Once I figured out that the theme required the answer to have a food item and a fighting term, I entered "BREADBOX" for 22A, "The Midwest states, agriculturally speaking." While of course it was wrong, that solution could have worked as another answer for this theme.
Wow, are these getting easier or am I getting better? Has someone below already commented on the crossing of SEE and EYES in the lower right corner? Well, yay BANANA SLUGs!! Those creatures are so cool. I love seeing them.
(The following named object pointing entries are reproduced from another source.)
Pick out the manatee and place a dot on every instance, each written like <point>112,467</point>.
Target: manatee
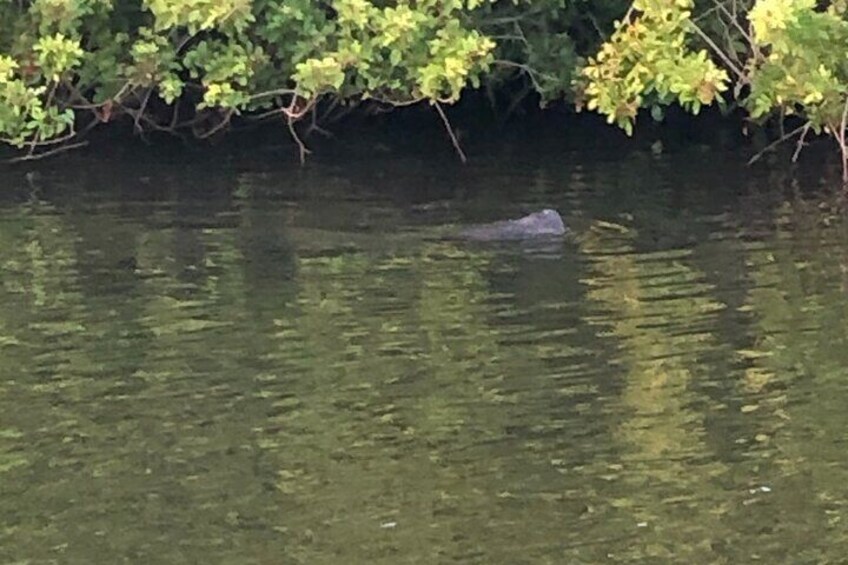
<point>547,223</point>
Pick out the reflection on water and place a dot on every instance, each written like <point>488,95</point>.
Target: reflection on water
<point>296,366</point>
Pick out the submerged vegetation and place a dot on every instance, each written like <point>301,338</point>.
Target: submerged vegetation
<point>193,66</point>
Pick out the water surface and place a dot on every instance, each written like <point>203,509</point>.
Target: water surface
<point>242,363</point>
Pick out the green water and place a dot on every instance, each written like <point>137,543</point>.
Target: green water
<point>242,363</point>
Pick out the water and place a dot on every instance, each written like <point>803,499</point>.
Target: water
<point>242,363</point>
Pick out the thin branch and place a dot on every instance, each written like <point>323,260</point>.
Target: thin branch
<point>842,145</point>
<point>140,112</point>
<point>721,55</point>
<point>800,143</point>
<point>303,149</point>
<point>35,157</point>
<point>775,143</point>
<point>448,127</point>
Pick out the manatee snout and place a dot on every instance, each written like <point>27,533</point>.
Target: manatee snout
<point>546,223</point>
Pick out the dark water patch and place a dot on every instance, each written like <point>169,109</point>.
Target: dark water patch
<point>301,368</point>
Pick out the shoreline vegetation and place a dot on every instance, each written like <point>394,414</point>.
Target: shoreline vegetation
<point>196,69</point>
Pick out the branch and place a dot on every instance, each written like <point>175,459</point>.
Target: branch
<point>800,144</point>
<point>62,149</point>
<point>454,140</point>
<point>774,144</point>
<point>303,149</point>
<point>721,54</point>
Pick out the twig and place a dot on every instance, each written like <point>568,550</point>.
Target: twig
<point>303,149</point>
<point>774,144</point>
<point>721,54</point>
<point>842,145</point>
<point>34,157</point>
<point>800,143</point>
<point>140,111</point>
<point>448,127</point>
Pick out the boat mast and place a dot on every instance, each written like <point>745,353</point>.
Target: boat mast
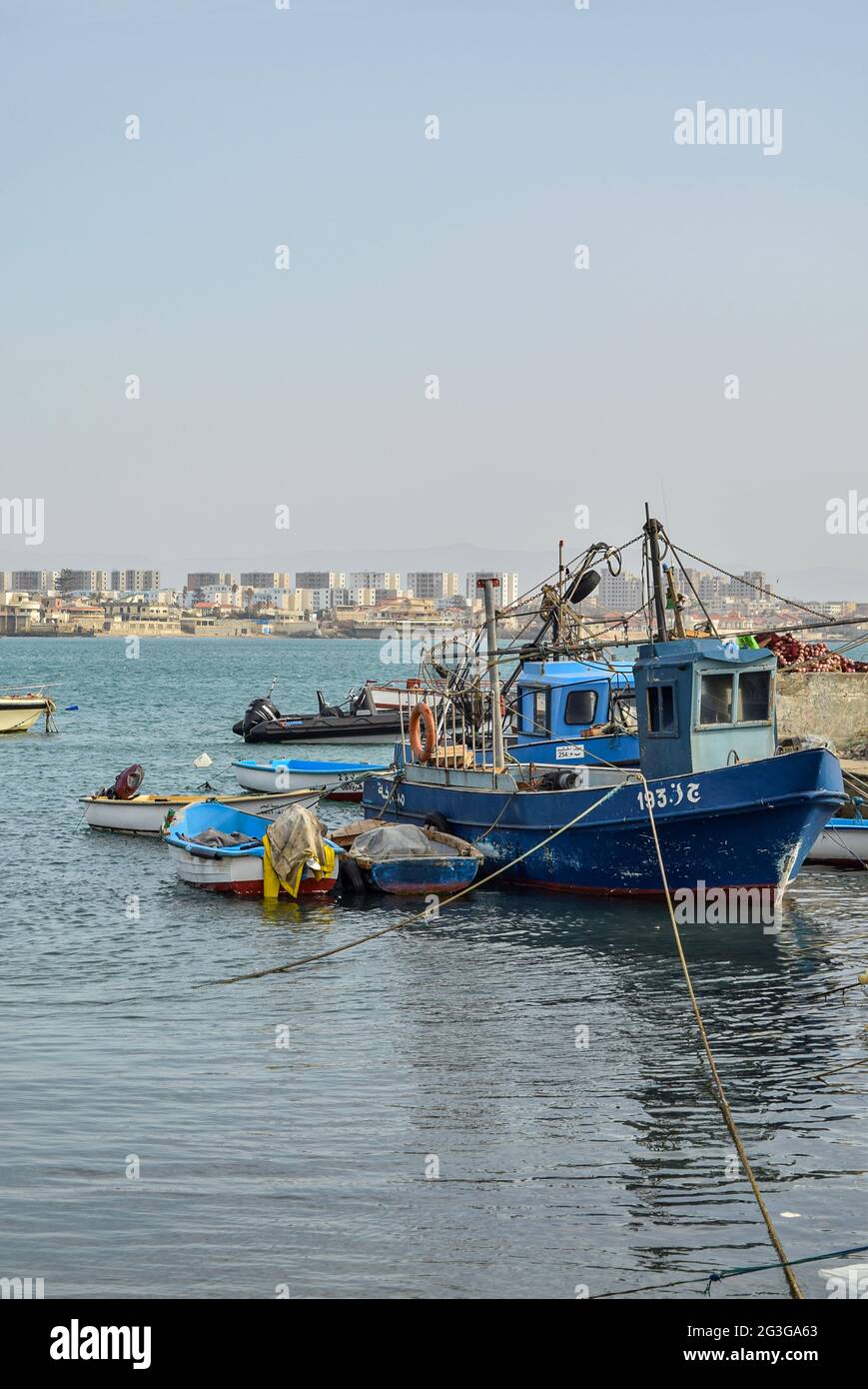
<point>651,530</point>
<point>560,592</point>
<point>490,628</point>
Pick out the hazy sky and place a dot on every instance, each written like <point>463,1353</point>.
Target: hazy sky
<point>412,256</point>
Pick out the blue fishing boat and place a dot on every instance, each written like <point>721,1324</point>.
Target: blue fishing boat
<point>337,780</point>
<point>726,810</point>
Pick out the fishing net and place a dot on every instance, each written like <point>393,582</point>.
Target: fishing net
<point>396,842</point>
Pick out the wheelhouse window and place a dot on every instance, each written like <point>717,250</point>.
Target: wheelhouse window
<point>715,698</point>
<point>754,696</point>
<point>623,708</point>
<point>534,714</point>
<point>661,708</point>
<point>580,707</point>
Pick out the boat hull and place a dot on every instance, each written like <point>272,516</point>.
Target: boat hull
<point>843,843</point>
<point>744,825</point>
<point>317,729</point>
<point>337,780</point>
<point>420,876</point>
<point>20,714</point>
<point>146,814</point>
<point>241,875</point>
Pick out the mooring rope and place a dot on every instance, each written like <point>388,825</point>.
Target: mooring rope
<point>721,1095</point>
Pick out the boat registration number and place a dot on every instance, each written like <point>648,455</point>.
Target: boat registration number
<point>660,797</point>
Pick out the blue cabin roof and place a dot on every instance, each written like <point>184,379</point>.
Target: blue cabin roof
<point>561,673</point>
<point>562,698</point>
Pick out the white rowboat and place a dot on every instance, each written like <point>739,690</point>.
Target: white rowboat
<point>146,814</point>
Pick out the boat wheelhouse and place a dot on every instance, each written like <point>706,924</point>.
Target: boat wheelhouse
<point>575,711</point>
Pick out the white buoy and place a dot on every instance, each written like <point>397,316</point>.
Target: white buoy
<point>846,1281</point>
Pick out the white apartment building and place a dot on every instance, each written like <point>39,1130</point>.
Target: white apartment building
<point>508,587</point>
<point>31,581</point>
<point>135,581</point>
<point>320,580</point>
<point>621,592</point>
<point>433,584</point>
<point>264,580</point>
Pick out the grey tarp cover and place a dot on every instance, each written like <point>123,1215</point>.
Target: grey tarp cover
<point>295,836</point>
<point>398,842</point>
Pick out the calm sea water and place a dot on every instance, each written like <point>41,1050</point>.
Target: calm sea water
<point>303,1168</point>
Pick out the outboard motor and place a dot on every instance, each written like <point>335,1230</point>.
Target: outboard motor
<point>328,709</point>
<point>257,711</point>
<point>127,785</point>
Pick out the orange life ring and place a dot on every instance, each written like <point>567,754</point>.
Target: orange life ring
<point>423,751</point>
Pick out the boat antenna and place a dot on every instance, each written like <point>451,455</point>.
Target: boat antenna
<point>653,531</point>
<point>493,663</point>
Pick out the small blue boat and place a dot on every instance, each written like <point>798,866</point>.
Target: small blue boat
<point>409,860</point>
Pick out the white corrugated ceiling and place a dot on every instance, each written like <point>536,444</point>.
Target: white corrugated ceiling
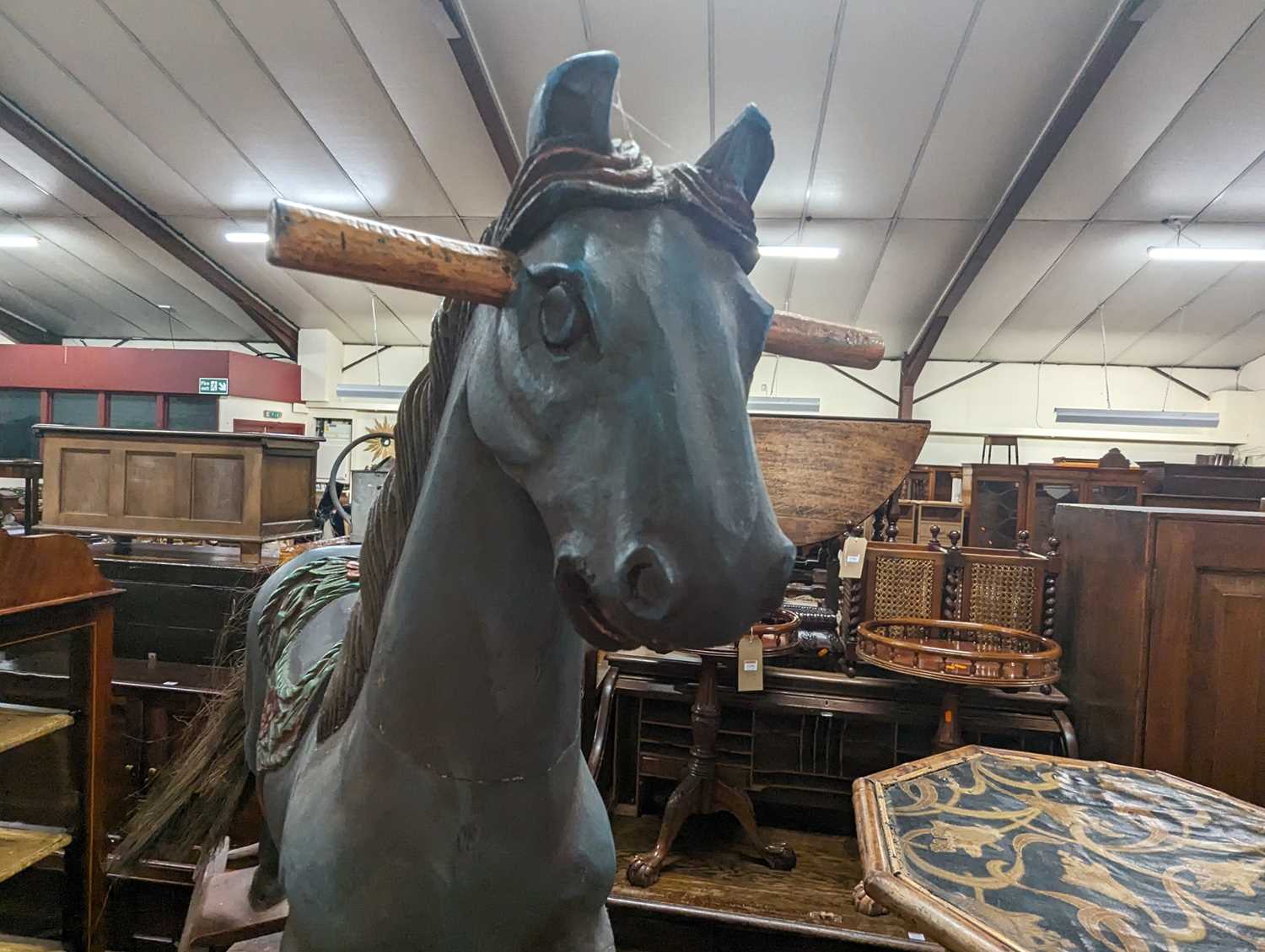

On behalf of distant solvers I'm glad it was not clued as the mascot of UC Santa Cruz.
@Charlie No one likes a bragger Charlie
Adding to my previous comment, the AI clue is also clearly plagiarizing a real poem by civil rights activist and poet James Weldon Johnson. Here’s the full text for those curious: Her eyes, twin pools of mystic light, The blend of star-sheen and black night; O’er which, to sound their glamouring haze, A man might bend, and vainly gaze. Her eyes, twin pools so dark and deep, In which life’s ancient mysteries sleep; Wherein, to seek the quested goal, A man might plunge, and lose his soul.
Right. AI took that poem, changed twin to two, dropped the mystic and added a mirror. Case closed. Eyes right.
Smooth puzzle, but now I’ve got quite a hankering for a late night snack.